AI can help improve equity in pain treatment, MGB study finds

Researchers at Mass General Brigham wanted to use artificial intelligence to address the undertreatment of pain in certain patient groups. They tested whether large language models could improve racial disparities in pain perception and drug prescribing.

The LLMs do not discriminate based on race or gender and could be a useful tool in pain management that ensures equal treatment for all patient groups, MGB researchers said Monday.

“We believe our research provides important data showing how AI can reduce bias and improve health equity,” Dr. Marc Succi, strategic innovation leader at Mass General Brigham Innovation and one of the study authors, said in a statement.

WHY IT IS IMPORTANT

Health system researchers tasked the GPT-4 and Gemini LLMs to provide subjective pain assessment and comprehensive pain management recommendations for 480 representative pain cases they had prepared.

To generate the dataset, researchers used 40 cases reporting various types of pain—such as back pain, abdominal pain, and headaches—and removed race and gender identifiers. They then generated all unique combinations of race from six U.S. Centers for Disease Control race categories—American Indian or Alaska Native, Asian, Black, Hispanic or Latino, Native Hawaiian or Other Pacific Islander, and White—before randomly assigning each case to a man or a woman.

For each patient case in the dataset, the LLMs evaluated and graded subjective pain before making recommendations for pain management, including pharmacological and nonpharmacological interventions.

The researchers conducted univariate analyses to evaluate the association between race/ethnic group or gender and the specified outcome measures – subjective pain rating, opioid name, order and dosing recommendations – proposed by the LLMs, MGB said.

According to GPT-4, pain was most often rated as “severe,” while Gemini’s most common rating was “moderate.” research published on September 6 in PAIN, the journal of the International Association for the Study of Pain.

Notably, Gemini more often recommends opioids, suggesting that GPT-4 should be more conservative when prescribing opioids.

According to the researchers, additional analysis of both AI models could help determine which ones best match clinical expectations.
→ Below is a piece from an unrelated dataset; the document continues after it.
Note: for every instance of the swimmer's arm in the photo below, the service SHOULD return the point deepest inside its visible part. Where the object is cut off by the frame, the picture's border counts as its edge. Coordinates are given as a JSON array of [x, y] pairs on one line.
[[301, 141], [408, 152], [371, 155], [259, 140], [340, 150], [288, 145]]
However, the study found that the LLMs may override patients’ perception of pain based on race.

“These results are reassuring, as patient race, ethnicity and gender did not influence recommendations, indicating that these LLMs have the potential to address existing biases in health care,” Harvard Medical School co-authors Cameron Young and Ellie Einchen said in a statement.

“I see AI algorithms in the near term as complementary tools that can essentially serve as a second set of eyes, parallel to those of medical professionals,” adds Succi, who is also associate president of innovation and commercialization for enterprise radiology and executive director of MGB’s Medically Engineered Solutions in Healthcare Incubator.

According to the health system, future research should examine how race may influence LLM treatment recommendations in other medical fields and should evaluate non-binary gender variables.

THE BIGGER TREND

Just as biased algorithms have magnified the disproportionate impact of COVID-19 on people of color, studies have shown that health care providers are more likely to underestimating and undertreating pain in black and minority patients.

While AI has been shown to exacerbate racial bias in many areas of medicine and healthcare, LLMs can also help mitigate these biases. clinical bias and support honest pain management.

After opioid prescribing surged in the 1990s and 2000s based on perceived false promises of safety, the truth about dependence and addiction became clear when hundreds of local governments filed lawsuits in 2017 against Purdue Pharma, the maker of OxyContin.

Health systems began to recognize surgery as a key factor in initiating opioids in patients who became dependent on opioids. Intermountain Health and other providers then focused on reducing opioid prescriptions, educating caregivers, standardizing pain management techniques, and using AI-driven analytics to inform practice changes and improve patient safety.

Technology developers are also using analytics in mobile care management to help physicians ensure the right amount of pain medication is administered and that patients adhere to treatment plans.

While AI does not directly advise patients, Steven Walther of Continuous Precision Medicine told HealthcareITNews in July that data-driven technologies can help both doctors and patients reduce dependence on opioids and other painkillers.

A fully randomized, controlled trial found that patients who used the company’s mobile app were “92% more likely to adhere to their medication prescriptions,” Walther said.

ON THE RECORD

“There are a lot of elements we have to consider when integrating AI into treatment plans, such as the risk of over- or under-prescribing medications for pain management or whether patients are willing to accept treatment plans that are influenced by AI,” Succi said. “These are all questions we think about.”

Andrea Fox is Editor-in-Chief of Healthcare IT News.
Email address: afox@himss.org

Healthcare IT News is a publication of HIMSS Media.